Monsieur le président, monsieur le président de la commission des affaires sociales, madame la rapporteure générale, mesdames, messieurs les rapporteurs, mesdames, messieurs les sénateurs, le ministère des solidarités et des familles est au cœur des besoins essentiels de nos concitoyens.
Il les accompagne dans leur désir le plus intime qui soit, celui de fonder une famille, comme dans leurs peurs les plus grandes, s’agissant par exemple du soutien à leurs parents et leurs grands-parents. Il prend en charge le regard que nous posons sur la vulnérabilité dans notre société.
À nos enfants, nous devons permettre l’épanouissement et le développement. Il est de notre responsabilité de renforcer l’accompagnement de toutes les familles, en cohérence avec une conception universelle de la politique familiale que nous partageons, je le sais. Celle-ci ne saurait se limiter à une politique de redistribution ou de correction des inégalités. Elle vise d’abord à appuyer et à soutenir toutes les familles, dans le respect de leurs choix.
À nos parents et grands-parents, nous devons garantir l’autonomie, ce qui pose la question du regard que nous portons sur la vieillesse et de la préparation et de l’adaptation de notre société au vieillissement. Par ce texte, nous faisons grandir la branche autonomie, afin de relever le défi que constitue ce vieillissement.
Aux personnes en situation de handicap – un sujet auquel je vous sais attentif, cher Philippe Mouiller –, nous devons enfin une vie comme les autres, parmi les autres, pour que le droit commun s’applique à eux et à leur famille.
Le retour des familles dans la dénomination même du ministère marque notre détermination à réaffirmer cette priorité politique : aider toutes les familles et nous en donner les moyens.
Cette ambition est d’autant plus essentielle dans le contexte de baisse continue de la natalité que nous connaissons depuis dix ans et qui s’est accru ces deux dernières années. Il nous faut inverser cette tendance en renouant progressivement avec une politique familiale universelle, qui réponde aux besoins de toutes les familles. Je sais que nous partageons cet attachement, chère Élisabeth Doineau.

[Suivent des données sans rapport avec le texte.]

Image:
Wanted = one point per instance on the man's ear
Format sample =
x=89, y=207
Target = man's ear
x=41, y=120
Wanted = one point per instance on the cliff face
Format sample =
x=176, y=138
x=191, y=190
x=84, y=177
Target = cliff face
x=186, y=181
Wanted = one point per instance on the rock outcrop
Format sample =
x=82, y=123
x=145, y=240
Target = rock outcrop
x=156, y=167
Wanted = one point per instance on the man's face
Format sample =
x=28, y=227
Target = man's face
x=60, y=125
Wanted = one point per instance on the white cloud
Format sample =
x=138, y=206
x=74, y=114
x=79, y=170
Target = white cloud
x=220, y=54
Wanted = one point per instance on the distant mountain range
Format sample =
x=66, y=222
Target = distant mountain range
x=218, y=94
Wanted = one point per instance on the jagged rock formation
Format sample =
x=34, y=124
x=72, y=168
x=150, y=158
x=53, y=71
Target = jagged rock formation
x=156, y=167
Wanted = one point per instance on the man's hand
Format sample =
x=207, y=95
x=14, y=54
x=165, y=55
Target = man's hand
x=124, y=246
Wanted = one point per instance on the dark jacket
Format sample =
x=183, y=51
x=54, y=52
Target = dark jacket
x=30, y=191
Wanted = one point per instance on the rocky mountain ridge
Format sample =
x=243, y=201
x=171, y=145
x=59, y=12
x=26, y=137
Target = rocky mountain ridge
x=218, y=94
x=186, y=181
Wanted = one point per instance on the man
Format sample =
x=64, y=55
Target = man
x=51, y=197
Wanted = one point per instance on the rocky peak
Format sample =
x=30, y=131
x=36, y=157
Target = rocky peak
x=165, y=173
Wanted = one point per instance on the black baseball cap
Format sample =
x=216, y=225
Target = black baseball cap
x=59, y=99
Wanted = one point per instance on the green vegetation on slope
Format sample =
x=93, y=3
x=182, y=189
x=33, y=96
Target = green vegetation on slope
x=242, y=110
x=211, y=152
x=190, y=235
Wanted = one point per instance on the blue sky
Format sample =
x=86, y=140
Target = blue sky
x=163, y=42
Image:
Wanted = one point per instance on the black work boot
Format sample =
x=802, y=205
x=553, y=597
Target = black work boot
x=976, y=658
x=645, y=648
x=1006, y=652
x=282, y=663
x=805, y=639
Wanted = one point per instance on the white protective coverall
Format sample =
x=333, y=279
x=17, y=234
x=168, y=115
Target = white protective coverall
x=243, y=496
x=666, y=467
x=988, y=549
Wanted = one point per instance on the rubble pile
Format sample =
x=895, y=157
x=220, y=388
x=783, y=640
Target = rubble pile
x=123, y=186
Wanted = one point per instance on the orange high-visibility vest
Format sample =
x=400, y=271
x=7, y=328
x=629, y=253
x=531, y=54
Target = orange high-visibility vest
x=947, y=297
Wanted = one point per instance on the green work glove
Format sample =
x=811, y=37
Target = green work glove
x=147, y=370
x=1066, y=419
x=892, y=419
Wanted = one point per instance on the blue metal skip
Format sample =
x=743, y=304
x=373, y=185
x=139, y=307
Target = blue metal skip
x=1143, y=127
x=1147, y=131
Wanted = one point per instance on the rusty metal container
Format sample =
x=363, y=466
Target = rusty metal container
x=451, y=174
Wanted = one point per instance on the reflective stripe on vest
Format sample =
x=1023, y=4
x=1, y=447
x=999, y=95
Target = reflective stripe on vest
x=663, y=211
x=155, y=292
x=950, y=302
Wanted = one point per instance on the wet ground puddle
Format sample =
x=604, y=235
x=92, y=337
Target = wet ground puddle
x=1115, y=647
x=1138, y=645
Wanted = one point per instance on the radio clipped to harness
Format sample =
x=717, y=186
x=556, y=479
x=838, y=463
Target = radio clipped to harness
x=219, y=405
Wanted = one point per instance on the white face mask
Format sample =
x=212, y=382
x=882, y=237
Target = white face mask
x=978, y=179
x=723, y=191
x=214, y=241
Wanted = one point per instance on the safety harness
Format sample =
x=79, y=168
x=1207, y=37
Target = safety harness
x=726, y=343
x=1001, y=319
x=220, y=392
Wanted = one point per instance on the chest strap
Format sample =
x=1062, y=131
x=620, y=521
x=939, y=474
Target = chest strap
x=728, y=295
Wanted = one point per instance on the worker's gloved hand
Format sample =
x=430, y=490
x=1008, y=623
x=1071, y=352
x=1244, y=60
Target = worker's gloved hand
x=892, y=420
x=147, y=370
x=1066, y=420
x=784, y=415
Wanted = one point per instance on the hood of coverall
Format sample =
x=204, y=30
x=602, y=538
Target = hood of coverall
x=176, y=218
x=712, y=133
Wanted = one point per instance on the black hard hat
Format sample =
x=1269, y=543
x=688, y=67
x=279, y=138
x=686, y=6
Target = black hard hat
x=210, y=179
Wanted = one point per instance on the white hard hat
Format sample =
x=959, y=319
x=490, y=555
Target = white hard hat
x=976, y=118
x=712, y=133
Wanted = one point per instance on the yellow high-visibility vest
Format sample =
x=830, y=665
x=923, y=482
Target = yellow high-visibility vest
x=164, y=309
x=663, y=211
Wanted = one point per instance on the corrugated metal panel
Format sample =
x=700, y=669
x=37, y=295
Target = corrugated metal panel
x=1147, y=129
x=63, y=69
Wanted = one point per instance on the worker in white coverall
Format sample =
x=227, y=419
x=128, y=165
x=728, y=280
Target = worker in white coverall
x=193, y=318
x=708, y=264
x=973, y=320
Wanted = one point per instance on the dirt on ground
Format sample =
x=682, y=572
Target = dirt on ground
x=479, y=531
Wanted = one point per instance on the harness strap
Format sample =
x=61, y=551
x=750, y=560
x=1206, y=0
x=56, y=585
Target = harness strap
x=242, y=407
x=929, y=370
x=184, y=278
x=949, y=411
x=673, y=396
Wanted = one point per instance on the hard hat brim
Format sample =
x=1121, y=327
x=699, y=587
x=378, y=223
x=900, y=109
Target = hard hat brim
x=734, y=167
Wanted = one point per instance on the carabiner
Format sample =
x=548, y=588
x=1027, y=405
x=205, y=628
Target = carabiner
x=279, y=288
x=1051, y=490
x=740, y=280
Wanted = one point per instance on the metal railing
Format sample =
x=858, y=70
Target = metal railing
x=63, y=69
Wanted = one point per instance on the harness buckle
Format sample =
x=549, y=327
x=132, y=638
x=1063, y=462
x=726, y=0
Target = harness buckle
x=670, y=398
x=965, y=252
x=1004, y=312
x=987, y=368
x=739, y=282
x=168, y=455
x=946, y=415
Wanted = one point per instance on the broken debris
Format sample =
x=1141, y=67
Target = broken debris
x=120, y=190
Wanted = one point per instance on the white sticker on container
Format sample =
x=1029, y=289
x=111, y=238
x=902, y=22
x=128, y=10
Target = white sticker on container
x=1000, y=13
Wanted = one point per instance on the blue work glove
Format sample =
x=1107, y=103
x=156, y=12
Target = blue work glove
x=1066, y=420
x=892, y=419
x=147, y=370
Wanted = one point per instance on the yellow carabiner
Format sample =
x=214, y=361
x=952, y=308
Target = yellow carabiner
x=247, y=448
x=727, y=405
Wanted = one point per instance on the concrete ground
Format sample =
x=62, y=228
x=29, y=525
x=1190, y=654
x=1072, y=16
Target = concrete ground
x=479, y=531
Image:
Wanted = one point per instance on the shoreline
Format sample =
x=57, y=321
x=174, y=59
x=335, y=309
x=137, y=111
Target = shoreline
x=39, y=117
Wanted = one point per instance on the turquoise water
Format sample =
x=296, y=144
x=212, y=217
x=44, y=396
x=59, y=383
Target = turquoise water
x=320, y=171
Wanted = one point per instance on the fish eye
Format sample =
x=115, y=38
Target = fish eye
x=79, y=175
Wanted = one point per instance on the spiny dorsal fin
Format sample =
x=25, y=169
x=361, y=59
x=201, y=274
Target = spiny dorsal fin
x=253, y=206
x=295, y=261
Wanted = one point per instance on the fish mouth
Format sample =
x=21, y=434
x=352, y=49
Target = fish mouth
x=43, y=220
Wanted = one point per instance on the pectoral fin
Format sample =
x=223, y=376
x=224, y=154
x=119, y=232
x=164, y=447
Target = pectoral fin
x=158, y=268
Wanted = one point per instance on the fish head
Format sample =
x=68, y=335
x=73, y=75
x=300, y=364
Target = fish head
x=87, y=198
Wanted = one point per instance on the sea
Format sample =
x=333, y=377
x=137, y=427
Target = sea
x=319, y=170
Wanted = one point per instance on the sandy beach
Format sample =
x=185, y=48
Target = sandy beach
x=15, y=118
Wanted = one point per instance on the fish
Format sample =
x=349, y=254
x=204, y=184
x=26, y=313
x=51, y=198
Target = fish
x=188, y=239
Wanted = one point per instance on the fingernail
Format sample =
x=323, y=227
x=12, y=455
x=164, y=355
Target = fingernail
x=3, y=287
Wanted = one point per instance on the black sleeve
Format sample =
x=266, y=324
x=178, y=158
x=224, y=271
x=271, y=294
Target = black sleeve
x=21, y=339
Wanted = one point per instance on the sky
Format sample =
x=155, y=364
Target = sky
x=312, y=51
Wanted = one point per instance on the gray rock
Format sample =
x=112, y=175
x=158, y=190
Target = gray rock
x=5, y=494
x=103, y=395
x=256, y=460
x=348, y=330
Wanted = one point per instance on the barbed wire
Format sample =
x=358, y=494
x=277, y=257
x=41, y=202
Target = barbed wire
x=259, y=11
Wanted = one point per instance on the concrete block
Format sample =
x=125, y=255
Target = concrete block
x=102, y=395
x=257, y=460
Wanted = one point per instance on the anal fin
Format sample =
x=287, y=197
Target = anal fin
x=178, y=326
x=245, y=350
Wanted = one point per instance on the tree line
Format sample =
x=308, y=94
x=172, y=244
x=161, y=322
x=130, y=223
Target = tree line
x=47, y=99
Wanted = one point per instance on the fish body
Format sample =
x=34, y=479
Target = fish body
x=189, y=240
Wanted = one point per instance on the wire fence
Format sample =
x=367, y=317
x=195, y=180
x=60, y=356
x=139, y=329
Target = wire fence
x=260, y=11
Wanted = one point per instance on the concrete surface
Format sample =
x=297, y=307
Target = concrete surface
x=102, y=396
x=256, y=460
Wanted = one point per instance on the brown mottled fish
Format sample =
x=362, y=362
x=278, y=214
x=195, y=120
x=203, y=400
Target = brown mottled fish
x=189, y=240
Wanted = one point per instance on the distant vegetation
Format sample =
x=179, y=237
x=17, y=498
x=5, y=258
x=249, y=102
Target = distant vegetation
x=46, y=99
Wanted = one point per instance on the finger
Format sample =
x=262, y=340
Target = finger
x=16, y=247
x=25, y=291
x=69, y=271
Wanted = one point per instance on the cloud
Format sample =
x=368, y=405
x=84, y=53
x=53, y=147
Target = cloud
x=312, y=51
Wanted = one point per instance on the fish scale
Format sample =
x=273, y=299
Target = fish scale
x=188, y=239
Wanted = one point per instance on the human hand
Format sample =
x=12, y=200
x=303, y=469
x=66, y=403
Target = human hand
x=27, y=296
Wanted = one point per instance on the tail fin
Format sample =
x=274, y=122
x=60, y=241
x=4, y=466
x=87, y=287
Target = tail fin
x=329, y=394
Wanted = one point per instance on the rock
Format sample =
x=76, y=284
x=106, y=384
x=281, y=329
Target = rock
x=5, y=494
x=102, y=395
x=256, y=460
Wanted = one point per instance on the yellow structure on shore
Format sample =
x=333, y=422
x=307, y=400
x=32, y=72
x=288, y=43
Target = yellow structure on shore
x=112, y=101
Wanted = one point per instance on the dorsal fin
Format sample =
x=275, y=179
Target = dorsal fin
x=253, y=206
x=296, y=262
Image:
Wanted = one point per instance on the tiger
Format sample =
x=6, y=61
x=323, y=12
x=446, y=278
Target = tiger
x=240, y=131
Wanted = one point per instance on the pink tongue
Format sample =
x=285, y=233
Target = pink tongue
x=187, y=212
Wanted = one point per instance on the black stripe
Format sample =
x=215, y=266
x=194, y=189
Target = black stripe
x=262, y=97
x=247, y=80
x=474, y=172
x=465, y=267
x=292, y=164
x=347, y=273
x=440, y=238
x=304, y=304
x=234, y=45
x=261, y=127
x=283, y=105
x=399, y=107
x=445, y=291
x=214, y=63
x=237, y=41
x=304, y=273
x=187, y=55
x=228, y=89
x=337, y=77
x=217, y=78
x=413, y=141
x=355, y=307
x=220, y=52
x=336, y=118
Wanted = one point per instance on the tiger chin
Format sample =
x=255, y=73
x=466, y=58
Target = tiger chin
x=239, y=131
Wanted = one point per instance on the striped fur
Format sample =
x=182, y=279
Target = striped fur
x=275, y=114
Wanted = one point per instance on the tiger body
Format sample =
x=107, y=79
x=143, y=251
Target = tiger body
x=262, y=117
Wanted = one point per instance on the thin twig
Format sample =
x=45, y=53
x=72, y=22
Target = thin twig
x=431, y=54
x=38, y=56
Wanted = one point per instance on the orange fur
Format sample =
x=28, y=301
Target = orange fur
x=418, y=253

La branche famille consacre déjà plus de 50 milliards d’euros chaque année à cet objectif. Ces moyens augmenteront de 2 milliards d’euros supplémentaires en 2024, notamment pour mettre en œuvre le chantier du service public de la petite enfance.
Nous le savons, la question du mode de garde est aujourd’hui le premier frein à la réalisation du désir d’enfant au sein des familles. Quelque 6 milliards d’euros seront consacrés à ce service public jusqu’en 2027, pour revaloriser et accompagner nos professionnels de la petite enfance.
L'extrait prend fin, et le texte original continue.